Fonterra, one of New Zealand’s largest dairy co-ops, recently opened a new farming hub which is capable of farming up to 30,000 cows, in Ying County in Eastern China.
Once fully operational, the hub will farm up to 30,000 cows, of which 16,000 will be milking cows, New Zealand’s Food Safety Minister, Jo Goodhew, said.
“Across the Hub’s three farms almost 400 local people have been employed and around 85% of the farm feed is sourced locally.
“All of this work represents a massive opportunity to boost the local economy and enable important social development outcomes,” Minister Goodhew said.
Opening of the hub complements other activity in the area, according to the New Zealand minister, that will boost local capability and the local economy.
As a result of Fonterra’s farmer training programme in collaboration with the Chinese government and farming industry, more than 1,000 local farmers have been trained in areas such as modern scale farming management, cattle breeding and disease control.
Fonterra In China
Earlier this year, at the announcement of its interim results, Fonterra said that it’s goal is to be producing one billion litres every year in China by 2018.
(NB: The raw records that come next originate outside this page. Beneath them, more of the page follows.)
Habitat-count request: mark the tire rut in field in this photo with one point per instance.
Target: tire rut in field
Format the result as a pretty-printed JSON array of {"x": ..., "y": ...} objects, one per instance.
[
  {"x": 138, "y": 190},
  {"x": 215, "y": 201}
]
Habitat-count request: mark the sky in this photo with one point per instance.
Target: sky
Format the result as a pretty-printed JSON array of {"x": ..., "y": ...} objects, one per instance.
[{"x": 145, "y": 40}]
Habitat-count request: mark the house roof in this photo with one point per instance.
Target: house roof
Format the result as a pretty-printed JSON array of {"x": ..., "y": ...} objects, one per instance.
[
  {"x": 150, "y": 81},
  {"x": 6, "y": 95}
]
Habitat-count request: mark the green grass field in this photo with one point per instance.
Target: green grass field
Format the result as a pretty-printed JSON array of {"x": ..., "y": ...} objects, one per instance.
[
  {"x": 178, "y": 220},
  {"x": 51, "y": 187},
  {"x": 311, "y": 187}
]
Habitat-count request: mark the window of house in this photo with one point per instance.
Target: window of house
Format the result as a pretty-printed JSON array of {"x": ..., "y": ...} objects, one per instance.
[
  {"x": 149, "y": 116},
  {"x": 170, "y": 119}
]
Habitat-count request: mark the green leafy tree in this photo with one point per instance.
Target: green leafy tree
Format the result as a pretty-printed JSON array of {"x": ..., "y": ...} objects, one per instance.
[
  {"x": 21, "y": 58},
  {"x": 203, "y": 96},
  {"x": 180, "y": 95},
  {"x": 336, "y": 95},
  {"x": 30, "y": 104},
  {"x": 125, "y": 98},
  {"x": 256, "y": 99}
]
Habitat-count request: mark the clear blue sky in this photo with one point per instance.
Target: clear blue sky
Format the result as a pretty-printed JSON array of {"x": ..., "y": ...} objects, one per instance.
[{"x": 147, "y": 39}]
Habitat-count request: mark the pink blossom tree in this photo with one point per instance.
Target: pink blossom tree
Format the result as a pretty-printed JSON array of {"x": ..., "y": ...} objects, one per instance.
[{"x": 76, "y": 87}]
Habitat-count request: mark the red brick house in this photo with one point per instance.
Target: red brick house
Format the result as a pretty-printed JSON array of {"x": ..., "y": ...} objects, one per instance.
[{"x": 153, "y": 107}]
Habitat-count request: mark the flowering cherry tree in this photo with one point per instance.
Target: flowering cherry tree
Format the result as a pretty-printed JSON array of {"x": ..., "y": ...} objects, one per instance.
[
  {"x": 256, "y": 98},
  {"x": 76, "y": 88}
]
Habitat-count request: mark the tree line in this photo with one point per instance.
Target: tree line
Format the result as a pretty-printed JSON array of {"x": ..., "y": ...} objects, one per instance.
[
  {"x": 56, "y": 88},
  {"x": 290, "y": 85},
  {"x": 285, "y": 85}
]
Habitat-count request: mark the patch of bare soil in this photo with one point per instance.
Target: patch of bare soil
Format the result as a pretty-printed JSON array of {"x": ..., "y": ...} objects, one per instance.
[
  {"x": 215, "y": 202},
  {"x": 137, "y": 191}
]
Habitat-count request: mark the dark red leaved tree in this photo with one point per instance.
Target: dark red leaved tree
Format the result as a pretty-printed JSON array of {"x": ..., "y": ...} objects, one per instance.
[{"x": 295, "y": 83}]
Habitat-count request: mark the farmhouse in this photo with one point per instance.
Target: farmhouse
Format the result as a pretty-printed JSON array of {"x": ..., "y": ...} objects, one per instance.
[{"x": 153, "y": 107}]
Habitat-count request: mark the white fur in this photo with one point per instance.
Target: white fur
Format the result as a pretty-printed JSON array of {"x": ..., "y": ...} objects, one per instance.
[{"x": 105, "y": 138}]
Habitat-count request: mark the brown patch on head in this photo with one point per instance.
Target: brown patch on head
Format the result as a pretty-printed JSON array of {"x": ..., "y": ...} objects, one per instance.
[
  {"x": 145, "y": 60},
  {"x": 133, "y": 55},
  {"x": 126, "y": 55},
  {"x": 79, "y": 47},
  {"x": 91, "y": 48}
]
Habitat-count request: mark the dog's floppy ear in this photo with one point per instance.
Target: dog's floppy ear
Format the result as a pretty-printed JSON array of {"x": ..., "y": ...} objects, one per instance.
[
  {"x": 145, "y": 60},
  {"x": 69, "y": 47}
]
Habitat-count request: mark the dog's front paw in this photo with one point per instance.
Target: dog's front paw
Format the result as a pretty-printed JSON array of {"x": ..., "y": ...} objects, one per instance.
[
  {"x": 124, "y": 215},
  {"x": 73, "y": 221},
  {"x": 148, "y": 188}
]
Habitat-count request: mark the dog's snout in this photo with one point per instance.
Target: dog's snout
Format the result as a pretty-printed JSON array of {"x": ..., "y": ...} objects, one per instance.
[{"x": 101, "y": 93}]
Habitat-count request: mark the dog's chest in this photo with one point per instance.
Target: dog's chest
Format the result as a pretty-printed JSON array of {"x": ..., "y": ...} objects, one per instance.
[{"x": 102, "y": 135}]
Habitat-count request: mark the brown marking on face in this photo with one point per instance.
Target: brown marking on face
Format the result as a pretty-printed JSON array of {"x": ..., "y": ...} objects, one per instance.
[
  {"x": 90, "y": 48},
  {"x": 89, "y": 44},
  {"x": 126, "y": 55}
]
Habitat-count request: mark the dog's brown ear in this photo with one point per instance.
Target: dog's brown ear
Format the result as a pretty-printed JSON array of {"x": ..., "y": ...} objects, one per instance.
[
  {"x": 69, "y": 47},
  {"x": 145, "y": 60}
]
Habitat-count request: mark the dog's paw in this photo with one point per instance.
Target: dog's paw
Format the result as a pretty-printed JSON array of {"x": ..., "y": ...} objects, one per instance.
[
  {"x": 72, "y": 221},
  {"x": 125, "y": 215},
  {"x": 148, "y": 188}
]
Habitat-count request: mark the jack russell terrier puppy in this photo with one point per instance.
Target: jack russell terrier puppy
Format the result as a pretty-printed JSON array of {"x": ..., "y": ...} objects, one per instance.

The co-op said that it currently has two farms milking in the Hebei Province near Beijing and another three under development, which led the co-op to say that it’s on the right track.
The New Zealand dairy co-op built its first farm, Tangshan Fonterra Farm, in 2007 as a pilot, to see if the co-op could produce New Zealand standard milk, locally.
Since then, the herd has doubled in size and the average production per cow has increased by 30%, it says.
Today, the farm is producing around 28m litres of the country’s highest quality milk every year.
The plan is that when complete, these farms will milk about 15,000 cows and produce 150m litres of fresh milk every year, right on the doorstep of Beijing. Fonterra aims to have 1 billion litres of milk coming from its farms by the end of 2018.
Herds on the Fonterra farms in China are housed in barns and milked three times a day, with the average cow produces around 34L of milk a day.
Chinese consumption, Fonterra maintains will double over the next eight years and it intends to be in a position to supply that demand.